Existindo

Viver de coragem não é fácil como na teoria. Lemos frases de efeito, histórias de superação, filmes e livros incríveis, músicas tão revolucionárias, tudo pra fazer parte disso. Mas viver todo dia, na sua realidade - que só você sabe - dá aquele frio na barriga, claro, existem aquelas exceções de pessoas tão, tão corajosas e cheias de força que aonde passam deixam a sua pequena revolução. Não faço parte disso. Não sei se a maioria também, ou se eu que seria a exceção. Faço parte dos que sentem medos súbitos, sonhos estranhamente contra mão, desejos tão pequenos, entretanto com significados marcantes em mim, incertezas tão grandes -desde qual suco escolher, a qual profissão seguir- Acabo enxergando as árvores tão grandes e fortificadas, e vez ou outra, me pego sonhando em como seria tranquilo ser uma delas, aonde as folhas caem neste inverno, e que na próxima estação se renascem mais cheias e com sua cor mais bonita do que outrora foi. Tem vezes, que queria ser um objeto qualquer, sem necessidade de significado algum e sem necessidade de querer respostas, ou ter que ouvir dizerem só o que seja bom para o ego um dos outros, reafirmando-os o tempo todo para acreditarem que são seguros de si, que são auto suficientes. Em momentos, queria ser o personagem principal do meu filme favorito, e já em outros, preferiria bem mais ser aquele amigo que não é tão atraente e nem chama tanta atenção, mas é mais resolvido consigo mesmo, com o que possui.
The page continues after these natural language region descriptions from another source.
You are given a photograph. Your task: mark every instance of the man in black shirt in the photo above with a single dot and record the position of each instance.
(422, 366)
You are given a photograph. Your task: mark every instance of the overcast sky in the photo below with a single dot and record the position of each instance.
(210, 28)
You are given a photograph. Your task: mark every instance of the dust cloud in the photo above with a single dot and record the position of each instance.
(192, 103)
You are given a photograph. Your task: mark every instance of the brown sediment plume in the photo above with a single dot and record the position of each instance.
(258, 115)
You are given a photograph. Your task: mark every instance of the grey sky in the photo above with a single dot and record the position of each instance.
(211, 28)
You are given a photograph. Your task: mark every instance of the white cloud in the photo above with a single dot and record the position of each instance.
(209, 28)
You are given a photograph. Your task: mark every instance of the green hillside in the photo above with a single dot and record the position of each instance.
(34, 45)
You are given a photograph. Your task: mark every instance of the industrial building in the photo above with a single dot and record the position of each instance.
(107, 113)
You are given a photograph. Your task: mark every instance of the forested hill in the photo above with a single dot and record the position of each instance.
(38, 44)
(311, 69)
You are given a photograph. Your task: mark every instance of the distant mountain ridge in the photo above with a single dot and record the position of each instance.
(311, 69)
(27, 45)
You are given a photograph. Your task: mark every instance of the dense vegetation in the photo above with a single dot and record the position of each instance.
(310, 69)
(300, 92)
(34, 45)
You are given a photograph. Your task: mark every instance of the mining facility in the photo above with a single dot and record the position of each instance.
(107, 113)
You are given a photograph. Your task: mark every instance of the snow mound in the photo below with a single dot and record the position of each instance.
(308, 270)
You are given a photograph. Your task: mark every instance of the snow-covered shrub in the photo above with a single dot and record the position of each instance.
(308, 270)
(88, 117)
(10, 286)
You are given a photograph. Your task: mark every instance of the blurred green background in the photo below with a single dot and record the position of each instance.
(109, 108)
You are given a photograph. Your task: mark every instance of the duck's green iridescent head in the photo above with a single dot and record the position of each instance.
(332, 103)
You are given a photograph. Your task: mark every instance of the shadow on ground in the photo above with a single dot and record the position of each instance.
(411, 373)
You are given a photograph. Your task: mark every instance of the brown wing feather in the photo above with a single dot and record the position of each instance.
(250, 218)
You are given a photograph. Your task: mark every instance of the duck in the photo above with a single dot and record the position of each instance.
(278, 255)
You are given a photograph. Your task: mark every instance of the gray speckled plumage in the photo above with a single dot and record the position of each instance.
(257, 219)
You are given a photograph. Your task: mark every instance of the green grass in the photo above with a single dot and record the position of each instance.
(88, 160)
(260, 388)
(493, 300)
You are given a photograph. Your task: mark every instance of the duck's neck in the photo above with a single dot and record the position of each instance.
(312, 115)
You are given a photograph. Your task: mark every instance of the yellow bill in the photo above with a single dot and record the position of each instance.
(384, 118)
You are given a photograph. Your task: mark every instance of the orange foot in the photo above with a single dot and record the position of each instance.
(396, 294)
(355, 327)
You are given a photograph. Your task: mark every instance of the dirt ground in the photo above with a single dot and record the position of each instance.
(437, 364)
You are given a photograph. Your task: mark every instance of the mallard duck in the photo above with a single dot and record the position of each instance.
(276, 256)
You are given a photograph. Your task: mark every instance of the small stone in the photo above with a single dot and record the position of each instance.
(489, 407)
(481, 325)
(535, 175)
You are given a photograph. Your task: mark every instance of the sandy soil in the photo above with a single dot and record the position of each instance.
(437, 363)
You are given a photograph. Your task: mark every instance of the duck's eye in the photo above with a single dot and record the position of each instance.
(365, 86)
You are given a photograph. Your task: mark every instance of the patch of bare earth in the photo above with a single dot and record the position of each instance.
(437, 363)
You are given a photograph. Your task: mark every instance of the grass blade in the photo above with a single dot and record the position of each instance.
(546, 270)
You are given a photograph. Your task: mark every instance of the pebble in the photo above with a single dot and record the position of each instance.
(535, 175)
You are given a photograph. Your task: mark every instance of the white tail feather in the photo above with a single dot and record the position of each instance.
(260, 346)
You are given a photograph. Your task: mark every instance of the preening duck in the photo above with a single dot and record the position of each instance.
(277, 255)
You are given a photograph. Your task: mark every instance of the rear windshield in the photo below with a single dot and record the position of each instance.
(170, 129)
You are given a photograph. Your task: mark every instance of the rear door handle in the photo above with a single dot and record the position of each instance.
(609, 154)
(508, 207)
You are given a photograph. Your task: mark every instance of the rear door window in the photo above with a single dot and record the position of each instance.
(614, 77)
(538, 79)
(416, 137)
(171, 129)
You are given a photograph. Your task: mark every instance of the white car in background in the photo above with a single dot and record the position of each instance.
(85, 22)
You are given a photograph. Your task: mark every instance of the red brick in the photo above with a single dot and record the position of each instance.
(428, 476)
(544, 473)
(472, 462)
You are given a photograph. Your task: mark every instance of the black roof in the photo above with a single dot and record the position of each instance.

Perceber que a vida passa e se faz nesses pequenos processos dolorosos, me fez ser resistente ao medo. Perceber que escondia de mim mesma quem poderia ser pra mim e sentir -me privando da minha estranheza existência- me fez querer respirar de um modo diferente que respirava, sem o peso do medo que pairava em meus ombros, me lembrando diariamente que tudo pode dar errado, que minhas ideias são horríveis, que as pessoas podem não me aceitar ou não achar minhas escolhas especiais ou significantes, que podem não querer parar para apreciar o outro, me olhando torto por querer aprecia-las sem nada em troca. E, tanto faz agora. Foi quando vi que, nos aterrorizamos ao olhar pra dentro, pro outro. Compensa mais viver na superfície, controlando a maré, estando no raso, levando os outros até o raso, já que dá medo de se jogar na onda gigante que não para, nem por um segundo, lá no fundo, ela assusta. No final, somos uma junção de rasos, que fingem ser profundos, seguros, absolutos e corajosos.